滞在
 あかねにとって人生でかなり重要な部類に入るイベントでもある受験が終わり、あかねと頼久はずいぶんと穏やかな時間を過ごすことができるようになってきた。

 もちろん合格発表がまだなのですっかり安心というわけにはいかないけれど、それでも二人きりで会う時間を焦りもなく過ごすことができるというのは大きな変化だ。

 あかねは受験が終わってからというもの、時間を見つければ頼久の家に入り浸っているといってもいい。

 もちろん、両親にも行き先を告げてから出かけているけれど、両親が何か言うことはなかった。

 三日ほど毎日出かけた時にはとうとうあきれた母にどうせなら泊まってきてもいいわよとまで言われて、あかねはようやく毎日通い詰めていたことに気付いたくらいだ。

 頼久の方はというと、こちらも仕事があるはずなのに、あかねが訪ねていくたびに満面の笑顔で迎えてくれた。

 特に何をするというわけでもなく、ただ頼久の側にいるだけのあかねを頼久もまた優しく見つめるだけだ。

 あかねはそんなふうに過ごせる時間がとても愛しくて大切で、この日も朝から頼久の家へとやってきた。

 三日前に一緒に晩御飯を食べたばかりだけれど、受験から解放された週末を頼久と一緒に過ごさないという選択があかねにあるはずがない。

 それは頼久も同じことで、あかねがやってくると絶妙のタイミングで玄関の扉を開け、あかねを中へといざなってくれた。

 いつものようにきちんと片付いたリビングに通されて、あかねはコートを脱ぐとすぐにキッチンに立つ。

 こうしてお茶をいれるのはあかねの仕事、その間に茶菓子を用意するのが頼久の仕事といつの間にか分担されていた。

「今日はちょっと外暖かいですよ。
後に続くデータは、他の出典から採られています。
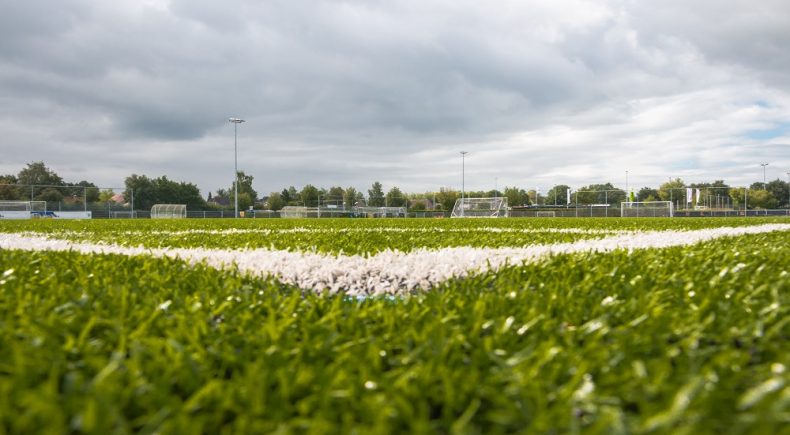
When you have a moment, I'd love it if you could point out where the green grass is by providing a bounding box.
[0,223,790,434]
[0,218,788,254]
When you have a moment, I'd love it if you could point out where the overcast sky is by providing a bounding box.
[0,0,790,193]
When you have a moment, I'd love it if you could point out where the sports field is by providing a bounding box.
[0,218,790,433]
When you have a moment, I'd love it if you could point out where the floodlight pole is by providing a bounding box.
[760,163,768,190]
[787,172,790,210]
[228,118,244,218]
[625,169,631,202]
[461,151,469,216]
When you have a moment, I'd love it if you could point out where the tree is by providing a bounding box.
[545,184,571,205]
[299,184,318,207]
[636,187,660,201]
[99,189,115,202]
[269,192,286,211]
[36,187,63,202]
[228,171,258,206]
[0,175,20,201]
[573,183,626,206]
[749,191,777,209]
[765,178,790,207]
[17,162,63,186]
[323,186,345,206]
[70,180,99,202]
[123,174,207,210]
[436,187,461,210]
[343,187,362,207]
[280,189,293,205]
[385,187,407,207]
[505,187,530,207]
[658,178,686,202]
[368,181,384,207]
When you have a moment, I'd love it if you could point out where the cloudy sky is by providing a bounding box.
[0,0,790,193]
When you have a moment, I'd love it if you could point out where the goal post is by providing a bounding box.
[620,201,675,217]
[151,204,187,219]
[0,201,47,219]
[450,196,508,218]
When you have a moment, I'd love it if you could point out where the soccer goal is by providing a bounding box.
[620,201,675,217]
[151,204,187,219]
[0,201,47,219]
[450,196,508,218]
[280,205,318,218]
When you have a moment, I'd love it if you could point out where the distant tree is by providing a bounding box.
[0,175,20,201]
[385,187,407,207]
[269,192,287,211]
[766,178,790,208]
[123,174,207,210]
[69,180,99,202]
[323,186,345,207]
[233,192,255,211]
[504,186,530,207]
[576,183,626,205]
[343,187,362,207]
[228,171,258,204]
[409,203,428,211]
[749,190,777,209]
[299,184,318,207]
[35,187,63,202]
[280,189,293,205]
[436,187,461,210]
[99,189,115,202]
[658,178,686,202]
[368,181,384,207]
[636,187,659,202]
[546,184,571,205]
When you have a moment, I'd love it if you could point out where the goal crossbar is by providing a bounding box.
[620,201,675,217]
[450,196,508,218]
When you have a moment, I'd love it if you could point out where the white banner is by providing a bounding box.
[0,211,30,219]
[52,211,93,219]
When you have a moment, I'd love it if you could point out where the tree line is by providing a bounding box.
[0,161,790,211]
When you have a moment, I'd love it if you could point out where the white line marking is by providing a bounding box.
[0,224,790,295]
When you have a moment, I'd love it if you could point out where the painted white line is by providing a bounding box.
[0,224,790,295]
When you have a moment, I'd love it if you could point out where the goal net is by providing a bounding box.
[280,205,318,218]
[151,204,187,219]
[450,196,508,218]
[354,207,406,217]
[620,201,674,217]
[0,201,47,219]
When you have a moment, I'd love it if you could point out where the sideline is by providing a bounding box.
[0,224,790,296]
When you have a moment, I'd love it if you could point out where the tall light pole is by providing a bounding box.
[760,163,768,190]
[461,151,469,216]
[625,169,631,202]
[228,118,244,218]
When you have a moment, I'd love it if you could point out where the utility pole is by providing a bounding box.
[461,151,469,216]
[760,163,768,190]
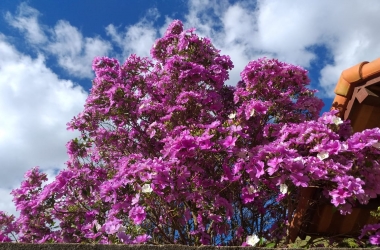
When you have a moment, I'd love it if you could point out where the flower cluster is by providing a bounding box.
[0,21,380,246]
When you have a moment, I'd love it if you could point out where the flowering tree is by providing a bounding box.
[0,21,380,246]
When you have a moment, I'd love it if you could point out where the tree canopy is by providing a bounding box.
[0,20,380,246]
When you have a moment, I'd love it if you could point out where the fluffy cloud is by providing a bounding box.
[5,3,112,78]
[106,9,159,61]
[0,35,87,215]
[47,20,112,78]
[0,0,380,215]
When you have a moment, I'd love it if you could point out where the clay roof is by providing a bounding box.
[331,58,380,132]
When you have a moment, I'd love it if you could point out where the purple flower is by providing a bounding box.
[129,206,146,225]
早く春になるといいですねぇ。」

「はい、神子殿のお好きな桜が咲くところが早く見たいものです。」

「ああ、でもその前に合格発表かぁ…。」

 あかねはお茶を手にソファに座り、「はぁ」と大きな溜め息をついた。

 頼久の側はそれは幸せで居心地はいい。

 けれど、合格発表がまだの現在はなんとなく落ち着かない状況でもある。

「大丈夫です。神子殿はできうる限りの努力をなさったのですから、結果が悪いはずがありません。」

 頼久は茶菓子をテーブルの上に置くと、あかねの向かい側に座って微笑を浮かべた。

 もちろん受験に合否があるのは知っているが、頼久はあかねが不合格になるとは露ほども思っていない。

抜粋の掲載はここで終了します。